Ironically, it was during this period of treatment that I was playing on the computer and decided to Google my name. (I am a bit chagrined to admit doing this as well.) I was surprised to find that there are at least three Julie Silvers and that we have markedly different professions. One of the other two women is a professional singer, the other an adult film actress. I decided to check out the singer and ordered a CD by her. One of Julie Silver's songs, titled "This Train," reminded me of the literal trip through cancer:
I hear the whistle and the bell Conductor pull that worn down chord Forgot my bags, it's just as well I think it's time to climb on board
Moving through the country, town to town The people wave from open doors We steam on through or we slow down Just long enough to gather a few more
As diseases go, there is no doubt that cancer is a tough one to have. Because cancer is such a destructive illness, it warrants using treatments that are incredibly toxic to the human body. Someday the treatments we use now will be outdated. Surgeries to remove tumors will probably not be necessary. New medications able to target diseased cells will replace chemotherapy, which was first conceived of during the World War II era, when pharmacologists Louis Goodman and Alfred Gilman studied substances closely related to mustard gas, which kills both healthy cells and cancer cells. Gentler and more effective treatments will make radiation obsolete as a treatment. Screening tests will become much more sophisticated so that instead of trying to catch cancer in its earliest stages, we will be able to predict who is going to get cancer before it even begins.
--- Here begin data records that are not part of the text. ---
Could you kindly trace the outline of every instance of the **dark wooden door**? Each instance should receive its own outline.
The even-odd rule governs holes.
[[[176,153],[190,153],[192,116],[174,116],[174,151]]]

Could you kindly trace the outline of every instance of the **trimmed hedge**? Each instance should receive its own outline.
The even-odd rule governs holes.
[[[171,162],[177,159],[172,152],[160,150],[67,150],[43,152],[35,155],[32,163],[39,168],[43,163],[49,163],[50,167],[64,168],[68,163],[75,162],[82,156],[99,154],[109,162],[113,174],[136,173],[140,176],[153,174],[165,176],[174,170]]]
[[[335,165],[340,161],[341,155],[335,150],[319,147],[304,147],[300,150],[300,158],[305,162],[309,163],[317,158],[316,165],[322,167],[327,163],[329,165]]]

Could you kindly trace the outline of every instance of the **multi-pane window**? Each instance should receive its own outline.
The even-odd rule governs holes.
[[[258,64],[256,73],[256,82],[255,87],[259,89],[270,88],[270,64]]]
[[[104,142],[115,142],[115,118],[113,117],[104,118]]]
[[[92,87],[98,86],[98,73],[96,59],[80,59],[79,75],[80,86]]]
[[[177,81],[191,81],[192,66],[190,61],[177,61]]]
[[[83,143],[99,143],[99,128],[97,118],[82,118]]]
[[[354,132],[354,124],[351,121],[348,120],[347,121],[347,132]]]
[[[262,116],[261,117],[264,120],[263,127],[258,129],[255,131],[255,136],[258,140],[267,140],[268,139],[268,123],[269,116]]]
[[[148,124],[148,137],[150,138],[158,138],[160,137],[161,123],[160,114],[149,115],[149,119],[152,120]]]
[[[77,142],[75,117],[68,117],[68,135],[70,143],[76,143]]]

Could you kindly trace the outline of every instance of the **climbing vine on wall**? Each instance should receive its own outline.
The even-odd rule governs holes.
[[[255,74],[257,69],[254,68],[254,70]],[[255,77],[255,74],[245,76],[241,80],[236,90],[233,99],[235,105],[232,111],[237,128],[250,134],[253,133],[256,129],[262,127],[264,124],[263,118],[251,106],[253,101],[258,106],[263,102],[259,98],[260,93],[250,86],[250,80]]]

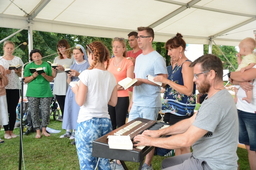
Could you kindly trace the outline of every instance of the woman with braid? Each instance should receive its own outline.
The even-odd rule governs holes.
[[[111,170],[108,159],[92,156],[93,141],[112,131],[108,105],[115,106],[117,101],[116,81],[106,69],[109,65],[109,51],[99,42],[86,45],[91,67],[78,76],[77,85],[71,88],[76,103],[81,106],[75,139],[81,169]],[[104,63],[107,63],[105,68]],[[99,160],[98,159],[99,159]]]

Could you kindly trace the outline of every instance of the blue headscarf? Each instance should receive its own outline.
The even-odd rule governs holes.
[[[79,46],[80,47],[80,48],[81,48],[81,49],[82,49],[82,51],[83,51],[83,52],[84,53],[84,55],[83,56],[83,58],[84,60],[85,60],[87,62],[88,61],[88,57],[87,56],[87,54],[86,54],[86,52],[85,51],[85,50],[84,49],[84,48],[82,46],[80,45],[80,44],[77,44],[76,45],[76,47],[77,46]]]

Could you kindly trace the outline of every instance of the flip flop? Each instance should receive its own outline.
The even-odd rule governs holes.
[[[41,138],[41,135],[37,135],[37,136],[35,136],[35,138],[36,139],[40,139],[40,138]]]
[[[49,137],[49,136],[51,136],[51,135],[50,135],[48,133],[46,133],[46,134],[44,134],[44,133],[42,133],[42,136],[44,136],[46,137]]]

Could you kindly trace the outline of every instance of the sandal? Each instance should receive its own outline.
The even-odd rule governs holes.
[[[75,138],[75,132],[73,132],[72,133],[72,135],[71,135],[71,136],[70,136],[70,137],[69,138],[69,139],[70,140],[74,139]]]
[[[1,139],[1,138],[0,138],[0,143],[4,143],[4,140]]]
[[[35,138],[36,139],[40,139],[41,138],[42,136],[41,136],[41,135],[37,135],[35,136]]]
[[[68,137],[70,137],[70,136],[71,136],[71,132],[66,132],[66,133],[65,133],[65,134],[64,134],[64,135],[62,135],[61,136],[60,136],[59,138],[67,138]]]

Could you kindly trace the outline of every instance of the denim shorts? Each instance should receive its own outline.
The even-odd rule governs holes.
[[[250,150],[256,151],[256,114],[237,109],[239,120],[239,142],[250,146]]]
[[[152,120],[157,120],[161,107],[148,107],[133,106],[129,113],[128,122],[138,117]]]

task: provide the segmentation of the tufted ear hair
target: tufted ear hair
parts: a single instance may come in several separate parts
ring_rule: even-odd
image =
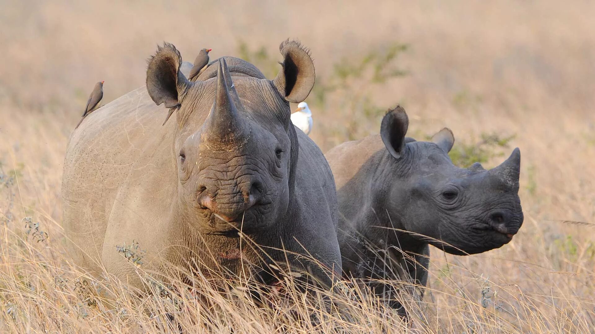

Almost certainly there will be vaccines to prevent certain types of cancer.
But we are not living in the future; we are living now. If you are reading this book, chances are you are interested in restoring your physical health. Regardless of what kind of cancer has been diagnosed and what treatments you have undergone, the information put forth here will likely help you. Much of its content is about how our bodies heal, whatever the injury or insult. Woven in with these important restorative principles is information specifically about cancer and how one can heal after undergoing cancer treatment. You may be in the middle of your treatment, or you may be just finishing up, or perhaps it was completed months or even years ago. Your cancer may be cured or in remission, or you may be living with your illness as a chronic disease. Perhaps you will continue with some cancer-related treatments for the next few months or years. Deepak Chopra, Ayurvedic and alternative medicine guru, once wrote, "The reason why not everyone manages to take the healing process as far as it can go is that we differ drastically in our ability to mobilize it." I want to help you to take your healing process as far as it can go. Wherever you are in the cycle, you can work toward physical recovery.